Results – 40% Defect Reduction

Cisco delivered the new release of SBP on time and with all planned capabilities. When the company compared this release to those using waterfall, it found a 16 percent drop in the defect rejected ratio (DRR). Plus, critical and major defects decreased by 40 percent.

Continuous delivery also increased defect removal efficiency (DRE) by 14 percent due to greater collaboration among international teams, and by helping members identify opportunities for improvement during daily meetings.

Cisco - SAFe for Agile development

The CSIT team attributes those quality improvements to several factors:

  • Improving team collaboration and focus
  • Enabling all team members to see current project status, promoting accountability
  • Helping the three teams see beyond their own track
  • Enabling teams to manage themselves

Additionally, the new way of working improved employee satisfaction by eliminating the need for after-hours work and reducing meetings and calls.

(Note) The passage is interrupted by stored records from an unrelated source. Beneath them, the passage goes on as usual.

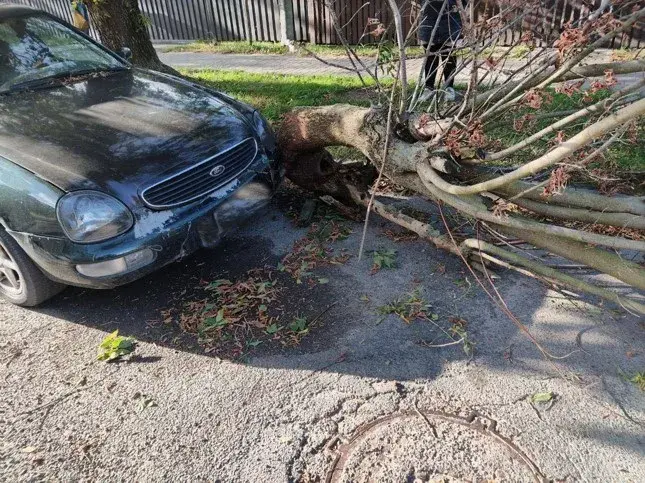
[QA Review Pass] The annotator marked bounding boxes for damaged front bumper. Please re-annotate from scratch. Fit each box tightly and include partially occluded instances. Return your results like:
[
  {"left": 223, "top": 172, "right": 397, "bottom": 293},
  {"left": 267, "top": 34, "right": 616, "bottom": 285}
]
[{"left": 9, "top": 166, "right": 281, "bottom": 289}]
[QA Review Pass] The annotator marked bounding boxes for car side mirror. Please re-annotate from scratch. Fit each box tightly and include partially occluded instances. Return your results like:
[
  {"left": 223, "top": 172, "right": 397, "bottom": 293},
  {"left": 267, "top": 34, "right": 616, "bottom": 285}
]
[{"left": 116, "top": 47, "right": 132, "bottom": 62}]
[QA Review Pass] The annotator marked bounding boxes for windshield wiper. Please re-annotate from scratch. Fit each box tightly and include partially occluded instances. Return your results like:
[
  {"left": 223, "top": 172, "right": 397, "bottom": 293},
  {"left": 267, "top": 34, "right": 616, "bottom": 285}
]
[
  {"left": 0, "top": 67, "right": 130, "bottom": 94},
  {"left": 0, "top": 77, "right": 62, "bottom": 94}
]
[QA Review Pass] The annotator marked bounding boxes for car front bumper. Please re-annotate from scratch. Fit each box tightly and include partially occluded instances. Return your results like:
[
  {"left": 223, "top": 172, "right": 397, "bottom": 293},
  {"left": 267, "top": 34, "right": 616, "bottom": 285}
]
[{"left": 9, "top": 166, "right": 281, "bottom": 289}]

Employees also saw how they fit into the bigger picture.

WebEx® App for Samsung

Challenge

In early 2014, the application for WebEx Meetings came pre-installed on Android tablets. Leading up to the release, developers had to work quickly to meet the release date, despite frequently changing requirements.

Solution

The team followed an Agile Scrum framework with three sprints for geographic rollout, the first two consisting of three weeks and the last of five weeks.

During planning, Cisco IT and others gathered requirements, and evaluated the readiness of environments, partners, and engineering and marketing teams.
Developers employed extreme programming, including test-driven development, where they first write an automated test case for a new function. Then they produced the minimal amount of code needed to pass the test and then refined code to make it simpler and easier to maintain.

Results – 25% Reduction in Quality Assurance Defects

On the WebEx app, Cisco reduced quality assurance defects by 25 percent. Plus, with developers checking code in several times a day, the business group reviewed new features sooner in the cycle than before. And each sprint ran more efficiently than the last.

Ultimately, Samsung sold more than 35 million tablets with the new app, creating wide exposure for the brand.